Hoda E. A., Farid; Medhat M., Abozid; S. M., EL-Sayed

Biochemistry Department, Faculty of Agriculture, Menofia University, Shibin El-Kom, Egypt

ABSTRACT Evaluation of protective role of chitosan against the toxicity induced by

lead acetate in liver of male rats was investigated. Eighteen male albino rats

were divided into three groups and treated as follow: Control, Lead (500mg/L

in drinking water), Lead + chitosan (500mg/L in drinking water and 3%

chitosan in diet). Treatments were expanded for six weeks. Biochemical

investigations revealed that, lead acetate induced significant increase of

triglycerides, total cholesterol, LDL-cholesterol levels in plasma, while HDL-

cholesterol level was decreased.
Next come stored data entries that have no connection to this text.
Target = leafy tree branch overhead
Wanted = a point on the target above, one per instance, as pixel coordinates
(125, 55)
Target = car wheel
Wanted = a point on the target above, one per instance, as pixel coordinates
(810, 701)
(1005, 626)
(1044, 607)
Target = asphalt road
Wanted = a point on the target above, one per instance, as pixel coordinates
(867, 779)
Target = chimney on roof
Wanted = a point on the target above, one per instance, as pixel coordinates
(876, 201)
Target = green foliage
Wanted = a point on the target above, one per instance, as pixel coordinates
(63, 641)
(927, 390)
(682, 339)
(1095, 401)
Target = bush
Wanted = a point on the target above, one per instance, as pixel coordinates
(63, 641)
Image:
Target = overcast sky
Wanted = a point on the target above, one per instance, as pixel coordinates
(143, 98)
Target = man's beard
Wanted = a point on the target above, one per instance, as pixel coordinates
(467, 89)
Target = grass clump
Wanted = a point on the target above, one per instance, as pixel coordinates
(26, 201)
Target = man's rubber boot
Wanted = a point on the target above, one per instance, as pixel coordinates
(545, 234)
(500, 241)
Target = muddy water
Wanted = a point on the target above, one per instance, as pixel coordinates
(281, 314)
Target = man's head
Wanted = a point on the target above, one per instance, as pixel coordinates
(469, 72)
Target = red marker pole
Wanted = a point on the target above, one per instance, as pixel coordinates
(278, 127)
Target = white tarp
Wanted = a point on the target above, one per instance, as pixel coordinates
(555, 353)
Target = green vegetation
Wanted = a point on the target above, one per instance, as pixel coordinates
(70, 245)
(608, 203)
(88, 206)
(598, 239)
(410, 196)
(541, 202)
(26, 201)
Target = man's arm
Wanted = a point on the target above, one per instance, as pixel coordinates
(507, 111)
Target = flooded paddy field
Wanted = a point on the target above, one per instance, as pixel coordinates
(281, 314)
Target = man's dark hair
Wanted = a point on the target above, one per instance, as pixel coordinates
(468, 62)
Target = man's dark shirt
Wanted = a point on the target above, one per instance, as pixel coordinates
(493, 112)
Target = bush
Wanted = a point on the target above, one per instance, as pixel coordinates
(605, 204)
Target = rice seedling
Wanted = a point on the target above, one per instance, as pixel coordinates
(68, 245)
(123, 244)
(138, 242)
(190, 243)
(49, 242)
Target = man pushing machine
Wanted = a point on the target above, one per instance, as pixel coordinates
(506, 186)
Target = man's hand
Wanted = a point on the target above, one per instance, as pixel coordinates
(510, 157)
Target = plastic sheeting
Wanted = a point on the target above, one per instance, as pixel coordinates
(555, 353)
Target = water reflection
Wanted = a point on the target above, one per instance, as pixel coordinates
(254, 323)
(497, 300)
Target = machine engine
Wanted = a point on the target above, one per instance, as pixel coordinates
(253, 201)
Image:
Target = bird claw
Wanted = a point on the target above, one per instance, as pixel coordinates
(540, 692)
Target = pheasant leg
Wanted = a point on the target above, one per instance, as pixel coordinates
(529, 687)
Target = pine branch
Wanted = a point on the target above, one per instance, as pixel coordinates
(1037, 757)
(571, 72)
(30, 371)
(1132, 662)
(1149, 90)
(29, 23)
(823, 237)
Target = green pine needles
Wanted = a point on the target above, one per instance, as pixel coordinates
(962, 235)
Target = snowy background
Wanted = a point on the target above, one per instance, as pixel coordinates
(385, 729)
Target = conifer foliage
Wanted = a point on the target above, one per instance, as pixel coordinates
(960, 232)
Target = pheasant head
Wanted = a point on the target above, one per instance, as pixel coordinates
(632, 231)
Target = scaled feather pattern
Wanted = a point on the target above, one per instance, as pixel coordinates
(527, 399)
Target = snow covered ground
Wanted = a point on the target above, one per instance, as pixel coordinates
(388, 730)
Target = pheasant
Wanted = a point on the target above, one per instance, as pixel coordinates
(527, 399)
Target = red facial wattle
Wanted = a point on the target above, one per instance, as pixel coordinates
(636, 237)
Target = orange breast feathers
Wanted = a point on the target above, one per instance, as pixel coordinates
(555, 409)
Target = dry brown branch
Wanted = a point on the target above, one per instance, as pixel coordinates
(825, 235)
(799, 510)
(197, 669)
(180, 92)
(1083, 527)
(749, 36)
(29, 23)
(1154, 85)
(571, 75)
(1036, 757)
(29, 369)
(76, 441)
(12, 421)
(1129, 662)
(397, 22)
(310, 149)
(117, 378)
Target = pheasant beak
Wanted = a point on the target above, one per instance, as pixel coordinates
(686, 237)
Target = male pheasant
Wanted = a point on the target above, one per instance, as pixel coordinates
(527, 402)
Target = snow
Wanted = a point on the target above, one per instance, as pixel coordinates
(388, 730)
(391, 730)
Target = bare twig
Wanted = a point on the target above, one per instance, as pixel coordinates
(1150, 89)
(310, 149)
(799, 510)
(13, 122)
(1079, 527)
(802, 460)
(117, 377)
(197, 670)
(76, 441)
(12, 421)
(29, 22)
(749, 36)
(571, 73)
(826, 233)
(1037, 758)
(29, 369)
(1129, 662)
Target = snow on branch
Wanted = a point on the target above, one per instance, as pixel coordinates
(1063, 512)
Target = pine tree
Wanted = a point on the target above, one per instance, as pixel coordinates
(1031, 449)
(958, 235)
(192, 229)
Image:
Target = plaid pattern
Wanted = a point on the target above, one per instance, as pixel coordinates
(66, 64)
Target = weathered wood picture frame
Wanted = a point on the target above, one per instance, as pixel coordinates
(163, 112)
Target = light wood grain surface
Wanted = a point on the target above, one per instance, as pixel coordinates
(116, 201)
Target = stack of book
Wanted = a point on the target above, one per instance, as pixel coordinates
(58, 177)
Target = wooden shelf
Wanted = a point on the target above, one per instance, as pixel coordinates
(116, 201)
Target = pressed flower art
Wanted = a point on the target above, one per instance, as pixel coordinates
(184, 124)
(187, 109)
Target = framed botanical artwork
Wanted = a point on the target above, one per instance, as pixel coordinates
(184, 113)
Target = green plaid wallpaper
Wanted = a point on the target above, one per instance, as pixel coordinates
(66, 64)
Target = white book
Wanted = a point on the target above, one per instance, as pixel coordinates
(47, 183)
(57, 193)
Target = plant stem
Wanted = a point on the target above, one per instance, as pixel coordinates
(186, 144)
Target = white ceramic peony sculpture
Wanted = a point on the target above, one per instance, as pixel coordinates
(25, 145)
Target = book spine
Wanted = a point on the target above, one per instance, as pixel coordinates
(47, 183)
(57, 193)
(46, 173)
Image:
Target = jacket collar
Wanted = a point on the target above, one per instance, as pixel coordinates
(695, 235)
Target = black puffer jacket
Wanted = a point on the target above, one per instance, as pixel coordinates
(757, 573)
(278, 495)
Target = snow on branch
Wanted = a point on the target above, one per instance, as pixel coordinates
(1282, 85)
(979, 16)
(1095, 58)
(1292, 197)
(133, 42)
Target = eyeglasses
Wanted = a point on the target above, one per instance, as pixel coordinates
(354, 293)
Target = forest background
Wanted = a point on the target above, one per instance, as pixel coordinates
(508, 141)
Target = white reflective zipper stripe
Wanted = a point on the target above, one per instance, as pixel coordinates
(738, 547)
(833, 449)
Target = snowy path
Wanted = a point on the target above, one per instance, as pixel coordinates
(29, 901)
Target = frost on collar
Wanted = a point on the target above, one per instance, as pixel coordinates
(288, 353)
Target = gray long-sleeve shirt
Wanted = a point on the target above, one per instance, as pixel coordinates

On the other hand a significant elevation in

the activity of plasma alanine aminotransferase (ALT), aspartate

aminotransferase (AST), alkaline phosphatase (ALP) and gamma glutamyl

transferase (GGT) were recorded, but albumin level was decreased.

Histopathological examination revealed degeneration of hepatocytes of rat

liver treated with lead acetate. Chitosan supplement improve the detrimental

effects of lead acetate in rats. KEYWORDS: Chitosan, Lead acetate, Lipid profile, Liver damage.

1- INTRODUCTION

Heavy metal pollutants are of significant ecological concern because they

are not biodegradable and have long half-lives in the soil (Ram et al., 2000).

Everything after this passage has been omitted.